Представитель богословия продолжал:
– Вы высказываете неблагонамеренные суждения. Вы оскорбляете религию. Вы отрицаете самые очевидные истины. Вы распространяете возмутительные заблуждения. Например, вы говорили, что девственность исключает материнство.
Урсус кротко поднял глаза.
– Я не говорил этого. Я только сказал, что материнство исключает девственность.
Минос задумался и пробормотал:
– В самом деле, это нечто прямо противоположное.
Это было одно и то же. Но первый удар был отражен.
Размышляя над ответом Урсуса, Минос погрузился в бездну собственного тупоумия, вследствие чего наступило молчание.
Официальный представитель истории, тот, которого Урсус мысленно назвал Радамантом, постарался прикрыть поражение Миноса, обратившись к Урсусу со следующими словами:
– Обвиняемый, всех ваших дерзостей и заблуждений не перечислить. Вы отрицали тот факт, что Фарсальская битва была проиграна потому, что Брут и Кассий встретили по дороге негра.
– Я говорил, – пролепетал Урсус, – что это объясняется также тем, что Цезарь был более талантливым полководцем.
Представитель истории сразу перешел к мифологии:
– Вы оправдывали низости Актеона.
– Я полагаю, – осторожно возразил Урсус, – что увидеть обнаженную женщину не позор для мужчины.
– И вы заблуждаетесь, – строго заметил судья.
Радамант опять вернулся к истории:
– В связи с несчастьями, постигшими конницу Митридата, вы оспаривали всеми признанные свойства некоторых трав и растений. Вы утверждали, что от травы securiduca у лошадей не могут отвалиться подковы.
– Простите, – ответил Урсус, – я только говорил, что подобным свойством обладает лишь трава sferra-cavallo. Я не отрицаю достоинств ни в одном растении.
И вполголоса прибавил:
– И ни в одной женщине.
Последними словами Урсус хотел доказать самому себе, что, невзирая на свою тревогу, он не обезоружен. Несмотря на владевший им страх, Урсус не терял присутствия духа.
– Я настаиваю на этом, – продолжал Радамант. – Вы заявили, что Сципион поступил глупо, когда, желая отворить ворота Карфагена, он прибегнул к траве Aethlopis, ибо, по вашему мнению, трава Aethlopis не обладает способностью взламывать замки.
– Я просто сказал, что он поступил бы лучше, если бы воспользовался травой Lunaria.
– Ну, это еще вопрос, – пробормотал Радамант, задетый в свою очередь.

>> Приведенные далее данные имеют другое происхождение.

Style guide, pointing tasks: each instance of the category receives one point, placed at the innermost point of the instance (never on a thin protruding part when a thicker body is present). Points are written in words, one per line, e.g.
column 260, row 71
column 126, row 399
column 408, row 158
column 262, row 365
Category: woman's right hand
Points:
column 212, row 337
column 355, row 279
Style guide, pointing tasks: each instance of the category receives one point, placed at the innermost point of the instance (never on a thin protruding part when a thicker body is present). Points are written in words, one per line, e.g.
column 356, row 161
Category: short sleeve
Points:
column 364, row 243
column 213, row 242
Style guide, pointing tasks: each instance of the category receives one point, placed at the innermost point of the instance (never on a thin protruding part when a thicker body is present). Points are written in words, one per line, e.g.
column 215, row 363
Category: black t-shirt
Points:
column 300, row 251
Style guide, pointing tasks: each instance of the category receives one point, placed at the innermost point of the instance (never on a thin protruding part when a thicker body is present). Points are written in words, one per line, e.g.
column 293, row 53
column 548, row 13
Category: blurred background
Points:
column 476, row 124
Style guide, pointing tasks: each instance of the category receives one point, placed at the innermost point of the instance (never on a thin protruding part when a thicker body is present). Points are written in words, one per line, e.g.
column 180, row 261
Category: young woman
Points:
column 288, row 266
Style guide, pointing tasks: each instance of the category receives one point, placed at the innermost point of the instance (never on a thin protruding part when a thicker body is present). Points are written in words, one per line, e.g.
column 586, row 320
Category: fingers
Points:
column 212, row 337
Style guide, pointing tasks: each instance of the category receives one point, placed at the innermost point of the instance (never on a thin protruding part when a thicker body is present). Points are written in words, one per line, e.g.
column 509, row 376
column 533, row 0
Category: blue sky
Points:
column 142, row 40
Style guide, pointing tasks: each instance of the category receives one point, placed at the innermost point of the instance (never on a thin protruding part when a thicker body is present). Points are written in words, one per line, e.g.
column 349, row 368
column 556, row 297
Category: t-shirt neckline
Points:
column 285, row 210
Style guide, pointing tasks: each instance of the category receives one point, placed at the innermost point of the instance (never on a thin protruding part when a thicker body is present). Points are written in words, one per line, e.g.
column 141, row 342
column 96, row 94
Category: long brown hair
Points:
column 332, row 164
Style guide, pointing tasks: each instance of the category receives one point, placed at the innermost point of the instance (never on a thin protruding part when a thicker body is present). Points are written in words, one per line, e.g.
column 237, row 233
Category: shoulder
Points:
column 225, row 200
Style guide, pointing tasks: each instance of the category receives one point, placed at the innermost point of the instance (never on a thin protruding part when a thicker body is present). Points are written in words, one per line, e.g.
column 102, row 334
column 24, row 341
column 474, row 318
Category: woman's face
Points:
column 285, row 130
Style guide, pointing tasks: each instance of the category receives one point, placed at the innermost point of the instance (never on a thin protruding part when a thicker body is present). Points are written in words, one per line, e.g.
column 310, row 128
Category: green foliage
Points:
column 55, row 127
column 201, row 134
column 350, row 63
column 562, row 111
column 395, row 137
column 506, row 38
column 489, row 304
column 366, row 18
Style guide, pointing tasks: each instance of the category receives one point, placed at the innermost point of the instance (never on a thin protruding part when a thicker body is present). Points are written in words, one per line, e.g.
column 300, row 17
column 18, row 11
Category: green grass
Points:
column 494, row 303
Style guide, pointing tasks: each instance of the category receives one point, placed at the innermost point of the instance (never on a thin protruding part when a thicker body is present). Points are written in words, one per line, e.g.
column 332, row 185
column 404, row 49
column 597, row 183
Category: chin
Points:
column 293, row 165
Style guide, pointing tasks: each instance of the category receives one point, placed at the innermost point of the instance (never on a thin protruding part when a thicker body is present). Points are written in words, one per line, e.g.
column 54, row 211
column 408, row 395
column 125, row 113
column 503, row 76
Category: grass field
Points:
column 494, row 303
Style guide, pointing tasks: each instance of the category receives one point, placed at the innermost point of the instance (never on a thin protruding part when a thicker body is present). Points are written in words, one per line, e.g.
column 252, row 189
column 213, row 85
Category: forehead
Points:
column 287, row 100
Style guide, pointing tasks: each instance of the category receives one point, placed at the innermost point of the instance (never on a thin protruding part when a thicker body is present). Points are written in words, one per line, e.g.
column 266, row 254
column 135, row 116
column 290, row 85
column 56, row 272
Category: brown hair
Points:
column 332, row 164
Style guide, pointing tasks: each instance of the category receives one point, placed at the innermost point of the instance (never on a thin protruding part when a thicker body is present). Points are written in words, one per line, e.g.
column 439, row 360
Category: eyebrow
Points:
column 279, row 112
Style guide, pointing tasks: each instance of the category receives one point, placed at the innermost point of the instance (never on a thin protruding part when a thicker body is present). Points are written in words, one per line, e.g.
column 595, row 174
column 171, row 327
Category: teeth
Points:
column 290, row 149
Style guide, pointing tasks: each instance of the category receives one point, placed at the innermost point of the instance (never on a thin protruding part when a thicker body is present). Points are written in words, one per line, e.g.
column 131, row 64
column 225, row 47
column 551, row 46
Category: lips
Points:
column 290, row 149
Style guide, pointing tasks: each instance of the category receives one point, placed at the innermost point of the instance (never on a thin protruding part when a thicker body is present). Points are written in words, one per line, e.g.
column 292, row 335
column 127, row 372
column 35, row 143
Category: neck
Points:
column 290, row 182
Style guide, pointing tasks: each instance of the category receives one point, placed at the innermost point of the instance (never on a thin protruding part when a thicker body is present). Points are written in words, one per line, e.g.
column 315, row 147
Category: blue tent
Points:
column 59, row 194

И представитель истории умолк.
Представитель богословия Минос, придя в себя, снова стал допрашивать Урсуса. За это время он успел просмотреть тетрадь с заметками.
– Вы отнесли аурипигмент к мышьяковым соединениям и говорили, что аурипигмент может служить отравой. Библия отрицает это.
– Библия отрицает, – со вздохом возразил Урсус, – зато мышьяк доказывает.
Особа, которую Урсус мысленно называл Эаком и которая в качестве официального представителя медицины не проронила до сих пор ни слова, теперь вмешалась в разговор и, надменно полузакрыв глаза, с высоты своего величия поддержала Урсуса. Она изрекла:
– Ответ не глуп.
Урсус поблагодарил Эака самой льстивой улыбкой, на какую только был способен.
Минос сделал страшную гримасу.
– Продолжаю, – сказал он. – Отвечайте. Вы говорили, что неправда, будто василиск царствует над змеями под именем Кокатрикса.
– Ваше высокопреподобие, – промолвил Урсус, – я нисколько не хотел умалить славы василиска и даже утверждал, как нечто, не подлежащее сомнению, что у него человеческая голова.
– Допустим, – сурово возразил Минос, – но вы прибавили, что Пэрий видел одного василиска с головою сокола. Можете вы доказать это?
– С трудом, – ответил Урсус.
Здесь он почувствовал, что теряет почву под ногами.